Students greased floors and door handles, put potted plants in toilets, stacked desks, and scattered teachers' personal belongings while inside unsupervised. ...
Students used 'globs of vaseline' to cover door handles and slathered baby oil on hallway floors to make the surfaces slippery when walking, Blanton said.
One photo shows a potted plant placed directly inside a toilet bowl in one of the school's bathrooms.
The board member also said a microwave was dropped into the water.
Another picture is of chairs and desks that were pulled out of classrooms and stacked on top of each other in the corridors.
In arguably the most concerning image shared by the board member, ceiling tiles appear to have been pulled down while items are littered around one room.
Board member Ronnie Grigg said teachers also came into their classrooms to find their own personal items removed from private locations and scattered. ...
[S]tudents were inside the school for several hours.

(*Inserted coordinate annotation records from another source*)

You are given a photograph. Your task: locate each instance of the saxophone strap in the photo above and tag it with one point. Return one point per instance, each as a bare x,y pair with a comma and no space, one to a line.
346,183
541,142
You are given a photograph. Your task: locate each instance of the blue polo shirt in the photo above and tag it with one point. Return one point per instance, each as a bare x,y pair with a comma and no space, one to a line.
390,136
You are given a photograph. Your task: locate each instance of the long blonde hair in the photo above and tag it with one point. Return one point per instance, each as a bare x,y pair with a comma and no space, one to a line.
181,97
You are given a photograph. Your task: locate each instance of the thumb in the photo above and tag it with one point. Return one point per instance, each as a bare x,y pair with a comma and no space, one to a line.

Of course they were inside the school for several hours. Annihilating a public building takes time. You can't get 95% of these Adderal addicts to pay attention through your average Little League game or focus for the half hour it takes to mow the lawn on Father's Day. But give them a school to trash and they can stay on the task like they're bingeing Euphoria.
But the focus here should be on Principal Aberly. You can say I shouldn't kick her while she's down, but that's the perfect time to kick anyone. She's right at foot level and deserves a boot for this. Seriously, lady. What utopian dimension did you just beam down from to still believe in the Honor System exists? It's 2023, sister. The naive ridiculousness of trusting your fellow man to do good things went out the window about 20 years, thousand of riots, and hundreds of mass killings ago.

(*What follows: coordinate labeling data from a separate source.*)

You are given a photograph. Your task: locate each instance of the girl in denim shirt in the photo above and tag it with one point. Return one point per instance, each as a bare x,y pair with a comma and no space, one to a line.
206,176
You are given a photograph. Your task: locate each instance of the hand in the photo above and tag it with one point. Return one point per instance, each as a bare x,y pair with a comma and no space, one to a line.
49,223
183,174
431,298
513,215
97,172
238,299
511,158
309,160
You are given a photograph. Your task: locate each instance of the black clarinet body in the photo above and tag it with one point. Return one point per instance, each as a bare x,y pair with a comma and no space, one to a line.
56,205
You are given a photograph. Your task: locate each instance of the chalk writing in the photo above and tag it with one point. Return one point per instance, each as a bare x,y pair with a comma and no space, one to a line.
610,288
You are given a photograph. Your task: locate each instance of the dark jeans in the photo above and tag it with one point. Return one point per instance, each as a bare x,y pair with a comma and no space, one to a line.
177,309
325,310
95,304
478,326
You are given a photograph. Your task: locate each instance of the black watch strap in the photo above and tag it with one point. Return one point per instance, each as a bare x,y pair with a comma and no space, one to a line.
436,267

I mean, has she never seen a TikTok? How could any adult not be aware of the level of raging, nihilistic narcissism filling her classrooms? Tossing the keys to American high schoolers and hoping for the best is like inviting a Viking raiding party into your monastery and expecting to find no missing gold or dead monks in the morning. You welcome anarchists into your world, don't act surprised when they do anarchist things.
As they said in Super Troopers:
- Mac: But our shenanigans are cheeky and fun!

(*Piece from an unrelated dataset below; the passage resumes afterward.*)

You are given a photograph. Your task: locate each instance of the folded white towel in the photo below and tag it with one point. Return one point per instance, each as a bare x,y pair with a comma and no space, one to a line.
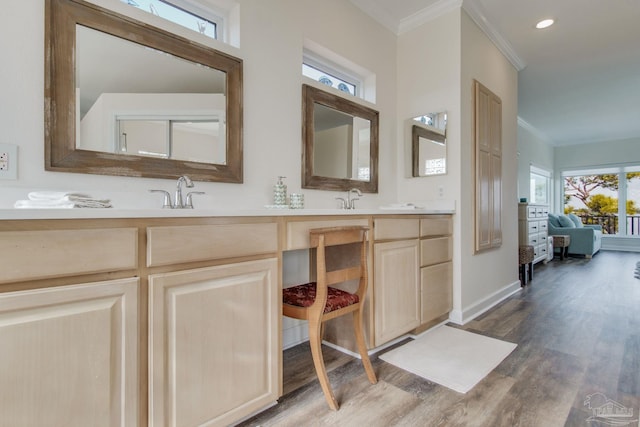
43,204
61,199
56,195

- Thorny: Yeah, and [Farva's] shenanigans are cruel and tragic.
- Foster: Which… makes them not really shenanigans at all.
- Mac: Evil shenanigans!
The real kick in the head here is going to come when they check the security footage and the social media posts, start identifying these kids, and they all start ratting on each other to get a better deal. Not because anyone will face actual punishment or have to pay for the damage. No, that's when the parents of these creeps will scream bloody murder that their precious angels are innocent. And even if they're weren't, there's not a damn thing you can do about it, and you'll hear from their lawyer. Because while these kids are, in fact, monsters, they didn't just appear out of nowhere. They were created by the Dr. Frankenstein's that raised them. So enjoy the hike in your property taxes to fix the school somebody else's little shit destroyed, everyone. Hope your next principal has a clue what she's dealing with.